My hope is that the cloud providers will roll out native Dart support to their FaaS products, so I can at least share my model code between apps and the backend. However, the dream (well, my dream at least) is to have a full end-to-end Dart/Flutter solution that is real-time/reactive and not REST-based. Something like a programmable Firebase where I don’t have to deal with un/marshalling data myself all the time. I think that will get Flutter devs enough reason to move to Dart on the backend.
Most new backend languages fail the "what is this giving me that OCaml hasn't had for 20 years" test. (Hell, it's only recently that the question has stopped being "what basic feature that OCaml has had for 20 years is this language missing"). Dart is fine - I actually quite like the language design - but "fine" isn't good enough.
It's not that it's a terrible language. It isn't. There are just better languages that don't have the burden of Google who is notoriously flaky on supporting failed projects.
Flutter succeeded because the alternatives are worse and because of China which is its main source of traction.
To me, Dart is Flutter. I don't think the Dart team have tried to make their language stand out and show its usage outside Flutter. I mean I enjoy the language a lot, it's really faschinating using it and reading the docs but it doesn't provide any value alone sadly.
I am well aware of all the fullstack frameworks poping up every second, but I think if the team created such framework in the language then that would definitely prove it's capabilities and maybe attract more people.
When I think about it, Ruby and Rails is in a similar situation. The only reason people are learning Ruby is because Rails, but to my understanding (forgot the source) but the team behind Ruby is well aware of this and is trying to prove Ruby's value outside Rails.
Why is Rust popular? Rust does something no other programming language offers.
To win in the market, you need to find your niche. You can't just be a 3% better alternative that forces everyone to chuck their existing tools out the window
That's when it already had been not popular and most of us thought it would just vanish, but then at some point Flutter came along. But I can't talk about that time, because I have no clue.
What they didn't say clearly, is that Flutter is in a complicated landscape of cross-platform native stacks, including chrome, react native, cordova, xamarin, unity, phonegap, et al. Because it's ground-up, it either mimics the platform components or you use the generic flutter style (or one you build yourself) - lots of work either way, to get results that don't jive with expectations around the demo table. Each stack has enough traction and community to continue, but the pace is nothing like the more standard programming models.

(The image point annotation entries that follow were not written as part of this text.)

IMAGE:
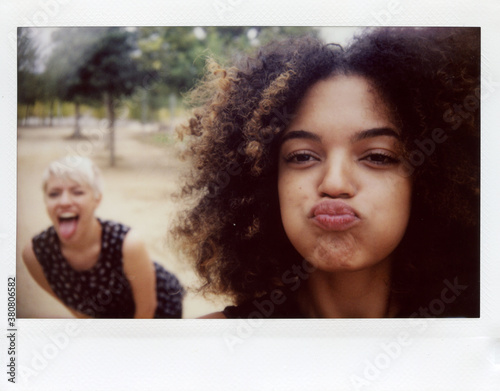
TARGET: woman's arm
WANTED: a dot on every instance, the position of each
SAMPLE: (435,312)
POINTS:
(140,271)
(36,271)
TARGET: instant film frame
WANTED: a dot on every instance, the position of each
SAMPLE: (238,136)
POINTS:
(458,354)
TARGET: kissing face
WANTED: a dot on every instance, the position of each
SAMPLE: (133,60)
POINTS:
(344,203)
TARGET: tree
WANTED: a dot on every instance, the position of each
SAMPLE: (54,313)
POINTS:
(178,54)
(28,83)
(111,73)
(72,47)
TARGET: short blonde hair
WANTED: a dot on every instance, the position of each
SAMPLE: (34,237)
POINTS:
(77,168)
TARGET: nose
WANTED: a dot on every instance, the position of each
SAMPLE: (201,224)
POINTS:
(338,178)
(65,198)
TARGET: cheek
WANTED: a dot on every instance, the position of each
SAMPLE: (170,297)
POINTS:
(395,207)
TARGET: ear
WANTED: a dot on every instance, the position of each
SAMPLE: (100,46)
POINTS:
(98,199)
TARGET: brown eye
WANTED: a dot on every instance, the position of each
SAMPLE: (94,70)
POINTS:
(301,157)
(381,159)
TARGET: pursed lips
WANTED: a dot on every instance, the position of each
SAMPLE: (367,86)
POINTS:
(334,215)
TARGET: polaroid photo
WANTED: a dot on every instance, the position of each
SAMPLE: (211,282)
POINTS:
(205,160)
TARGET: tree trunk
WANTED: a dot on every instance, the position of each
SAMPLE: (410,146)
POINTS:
(51,113)
(26,115)
(110,104)
(77,132)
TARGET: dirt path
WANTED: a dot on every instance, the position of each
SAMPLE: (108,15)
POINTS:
(136,192)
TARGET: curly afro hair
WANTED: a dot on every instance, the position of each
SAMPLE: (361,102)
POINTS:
(429,78)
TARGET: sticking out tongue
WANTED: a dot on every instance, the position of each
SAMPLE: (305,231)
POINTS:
(67,227)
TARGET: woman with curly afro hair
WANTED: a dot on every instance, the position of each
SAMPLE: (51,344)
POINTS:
(339,183)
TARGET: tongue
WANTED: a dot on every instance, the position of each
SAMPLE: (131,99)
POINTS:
(67,228)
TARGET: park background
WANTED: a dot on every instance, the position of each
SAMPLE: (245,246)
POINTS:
(116,95)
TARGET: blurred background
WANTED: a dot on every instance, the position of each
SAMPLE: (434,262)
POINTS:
(115,95)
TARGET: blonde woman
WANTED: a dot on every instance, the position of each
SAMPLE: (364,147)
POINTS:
(96,268)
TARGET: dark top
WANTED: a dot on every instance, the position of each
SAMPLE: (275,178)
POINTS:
(104,290)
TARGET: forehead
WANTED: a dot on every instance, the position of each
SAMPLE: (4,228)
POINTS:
(64,181)
(346,101)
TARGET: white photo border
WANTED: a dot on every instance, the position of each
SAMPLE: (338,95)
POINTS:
(389,354)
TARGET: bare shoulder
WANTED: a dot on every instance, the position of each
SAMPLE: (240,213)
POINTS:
(28,254)
(214,315)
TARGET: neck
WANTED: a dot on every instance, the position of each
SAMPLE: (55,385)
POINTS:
(89,238)
(358,294)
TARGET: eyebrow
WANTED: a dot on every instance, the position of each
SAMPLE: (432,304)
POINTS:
(361,135)
(375,132)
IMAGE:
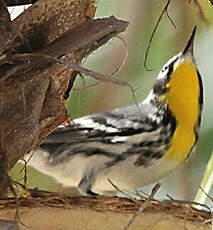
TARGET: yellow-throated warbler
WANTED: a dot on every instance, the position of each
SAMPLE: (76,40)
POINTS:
(131,146)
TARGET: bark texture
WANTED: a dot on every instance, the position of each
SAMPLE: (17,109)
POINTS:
(32,90)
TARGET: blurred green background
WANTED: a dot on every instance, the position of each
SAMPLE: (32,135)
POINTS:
(142,15)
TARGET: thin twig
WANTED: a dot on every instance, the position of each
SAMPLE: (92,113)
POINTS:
(165,10)
(143,206)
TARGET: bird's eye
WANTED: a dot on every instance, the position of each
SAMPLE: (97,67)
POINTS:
(164,69)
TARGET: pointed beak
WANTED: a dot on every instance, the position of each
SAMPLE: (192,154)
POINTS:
(188,50)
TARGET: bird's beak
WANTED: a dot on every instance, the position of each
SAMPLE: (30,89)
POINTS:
(188,50)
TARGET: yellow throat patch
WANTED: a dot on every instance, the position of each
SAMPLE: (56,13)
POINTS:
(182,98)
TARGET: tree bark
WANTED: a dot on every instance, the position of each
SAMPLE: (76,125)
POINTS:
(32,90)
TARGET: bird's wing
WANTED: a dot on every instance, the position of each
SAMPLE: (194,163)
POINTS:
(108,133)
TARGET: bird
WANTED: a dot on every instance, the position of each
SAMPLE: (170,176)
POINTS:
(131,146)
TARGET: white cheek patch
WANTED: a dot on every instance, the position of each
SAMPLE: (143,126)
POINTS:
(89,123)
(119,139)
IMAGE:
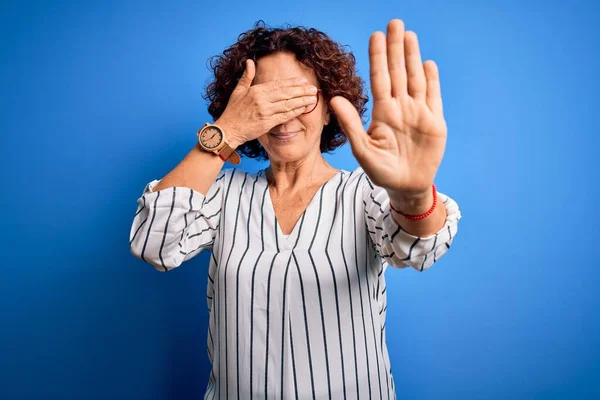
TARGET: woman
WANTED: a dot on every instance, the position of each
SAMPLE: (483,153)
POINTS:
(296,289)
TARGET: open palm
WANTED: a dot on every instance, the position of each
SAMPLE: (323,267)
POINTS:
(403,147)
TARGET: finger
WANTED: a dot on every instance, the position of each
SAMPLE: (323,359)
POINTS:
(434,92)
(350,122)
(380,76)
(248,75)
(281,118)
(395,57)
(286,105)
(290,92)
(414,67)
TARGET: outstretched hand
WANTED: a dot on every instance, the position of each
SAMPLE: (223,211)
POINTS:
(403,147)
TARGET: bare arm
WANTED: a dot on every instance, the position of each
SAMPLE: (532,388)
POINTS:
(197,171)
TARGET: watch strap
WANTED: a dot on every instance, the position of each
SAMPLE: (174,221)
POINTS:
(229,154)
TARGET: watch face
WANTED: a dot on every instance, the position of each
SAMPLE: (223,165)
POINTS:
(211,137)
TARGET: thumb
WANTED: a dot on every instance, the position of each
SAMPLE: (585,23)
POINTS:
(248,75)
(349,120)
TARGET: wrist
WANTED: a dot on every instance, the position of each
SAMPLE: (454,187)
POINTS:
(231,135)
(412,203)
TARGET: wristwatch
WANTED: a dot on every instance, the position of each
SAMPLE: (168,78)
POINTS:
(211,138)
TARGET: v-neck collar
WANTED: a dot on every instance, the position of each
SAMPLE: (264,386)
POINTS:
(292,240)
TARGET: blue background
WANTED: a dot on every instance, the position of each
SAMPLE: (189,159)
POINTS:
(98,98)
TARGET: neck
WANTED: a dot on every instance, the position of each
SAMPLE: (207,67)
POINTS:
(299,175)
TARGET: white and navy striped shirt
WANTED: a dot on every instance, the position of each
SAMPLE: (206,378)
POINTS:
(298,317)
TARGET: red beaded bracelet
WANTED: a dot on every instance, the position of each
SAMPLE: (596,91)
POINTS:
(418,217)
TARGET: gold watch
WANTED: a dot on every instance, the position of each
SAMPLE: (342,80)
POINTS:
(211,138)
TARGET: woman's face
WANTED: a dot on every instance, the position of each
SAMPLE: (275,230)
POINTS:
(302,134)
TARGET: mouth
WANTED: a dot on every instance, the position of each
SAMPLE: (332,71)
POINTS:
(284,135)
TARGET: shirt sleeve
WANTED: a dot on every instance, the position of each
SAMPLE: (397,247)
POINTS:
(398,247)
(175,224)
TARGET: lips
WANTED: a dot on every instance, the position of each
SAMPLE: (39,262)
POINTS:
(284,135)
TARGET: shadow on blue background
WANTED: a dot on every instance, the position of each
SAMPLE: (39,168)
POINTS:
(98,99)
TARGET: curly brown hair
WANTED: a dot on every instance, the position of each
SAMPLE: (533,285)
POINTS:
(334,68)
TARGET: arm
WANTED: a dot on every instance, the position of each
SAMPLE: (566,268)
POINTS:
(399,247)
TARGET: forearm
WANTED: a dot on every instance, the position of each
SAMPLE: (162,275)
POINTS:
(197,171)
(416,205)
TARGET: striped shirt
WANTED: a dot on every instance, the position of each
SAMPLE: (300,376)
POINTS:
(297,317)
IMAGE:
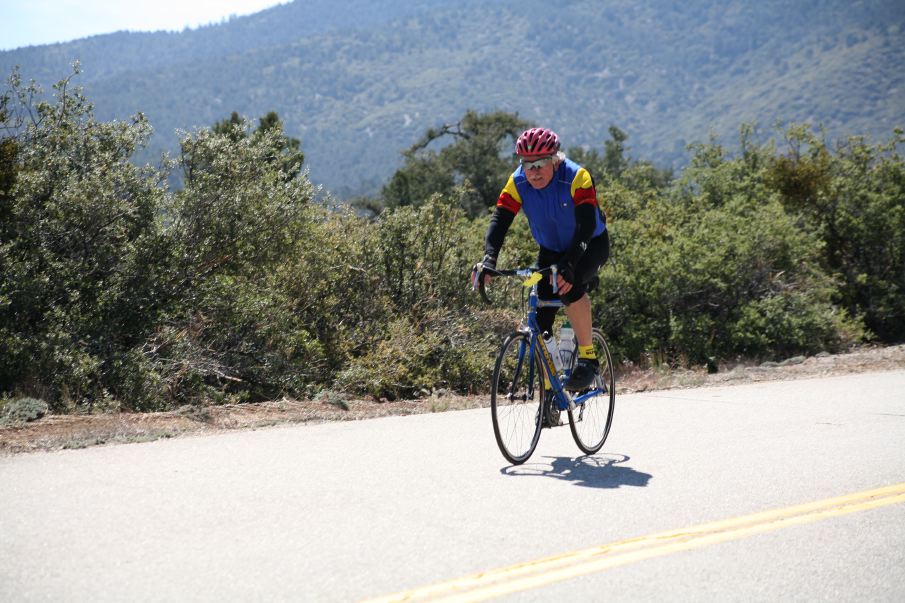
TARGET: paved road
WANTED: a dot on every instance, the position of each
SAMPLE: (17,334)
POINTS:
(349,511)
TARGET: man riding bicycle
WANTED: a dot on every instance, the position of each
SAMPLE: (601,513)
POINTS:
(560,203)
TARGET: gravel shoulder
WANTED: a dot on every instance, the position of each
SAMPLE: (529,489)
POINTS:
(56,432)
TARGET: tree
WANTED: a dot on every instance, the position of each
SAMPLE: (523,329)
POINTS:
(478,159)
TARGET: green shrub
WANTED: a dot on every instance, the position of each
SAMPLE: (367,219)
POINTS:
(22,410)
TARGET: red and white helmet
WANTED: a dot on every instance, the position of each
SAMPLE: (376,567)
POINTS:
(537,142)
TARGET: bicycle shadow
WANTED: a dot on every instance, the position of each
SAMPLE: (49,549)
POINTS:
(601,471)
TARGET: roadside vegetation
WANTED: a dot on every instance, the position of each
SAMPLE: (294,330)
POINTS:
(245,285)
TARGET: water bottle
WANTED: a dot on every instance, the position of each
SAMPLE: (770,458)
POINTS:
(550,342)
(566,344)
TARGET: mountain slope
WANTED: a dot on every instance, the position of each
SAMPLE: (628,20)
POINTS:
(358,83)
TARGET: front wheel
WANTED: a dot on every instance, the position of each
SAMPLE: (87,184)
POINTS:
(516,398)
(590,421)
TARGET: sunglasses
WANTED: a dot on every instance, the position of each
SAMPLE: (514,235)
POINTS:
(536,164)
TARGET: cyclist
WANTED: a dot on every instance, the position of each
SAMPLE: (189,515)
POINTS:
(560,203)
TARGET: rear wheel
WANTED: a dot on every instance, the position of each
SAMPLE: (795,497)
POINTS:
(590,421)
(516,398)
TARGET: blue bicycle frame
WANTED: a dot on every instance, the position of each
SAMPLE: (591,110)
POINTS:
(563,399)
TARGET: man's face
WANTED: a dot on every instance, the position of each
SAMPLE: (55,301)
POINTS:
(538,170)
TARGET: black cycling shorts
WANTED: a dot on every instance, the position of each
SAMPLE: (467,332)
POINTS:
(594,257)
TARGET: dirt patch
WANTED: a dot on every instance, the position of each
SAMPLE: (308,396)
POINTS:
(56,432)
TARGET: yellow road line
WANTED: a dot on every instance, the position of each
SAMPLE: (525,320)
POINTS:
(541,572)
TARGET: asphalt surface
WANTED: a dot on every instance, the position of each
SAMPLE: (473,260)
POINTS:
(350,511)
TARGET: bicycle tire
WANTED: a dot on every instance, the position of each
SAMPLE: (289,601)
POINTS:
(516,398)
(590,422)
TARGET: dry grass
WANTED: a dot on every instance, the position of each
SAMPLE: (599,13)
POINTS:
(54,432)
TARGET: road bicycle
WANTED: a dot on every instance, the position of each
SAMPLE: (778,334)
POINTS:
(517,394)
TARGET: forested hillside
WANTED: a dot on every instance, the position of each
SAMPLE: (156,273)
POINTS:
(358,82)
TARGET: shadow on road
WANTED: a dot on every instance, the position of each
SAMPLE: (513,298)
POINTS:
(601,471)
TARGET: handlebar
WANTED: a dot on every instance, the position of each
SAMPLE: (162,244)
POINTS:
(479,269)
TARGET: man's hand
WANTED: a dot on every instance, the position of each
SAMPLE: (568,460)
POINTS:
(565,277)
(562,285)
(487,262)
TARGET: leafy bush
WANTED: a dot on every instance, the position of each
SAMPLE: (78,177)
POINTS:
(22,410)
(117,293)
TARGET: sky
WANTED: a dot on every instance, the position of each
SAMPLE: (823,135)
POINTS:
(32,22)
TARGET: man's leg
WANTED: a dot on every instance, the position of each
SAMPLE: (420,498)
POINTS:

JavaScript wasn't complicated enough in the first place to warrant switching to a new language. What JavaScript was missing was typing, which TypeScript took care of fine. Actually more than fine, the typing system in TypeScript is way beyond many languages.
The latest innovation is JSX/TSX which I don't think I've seen anything like it in alternative languages.
Sometimes it correlates, but mostly it's a matter of legacy, marketing and business decisions (that has nothing to do with dev. experience).
$10M could pay 20 fulltime devs for 5 years to work on these projects. This investment is miniscule compared to their profits and I think that could do it.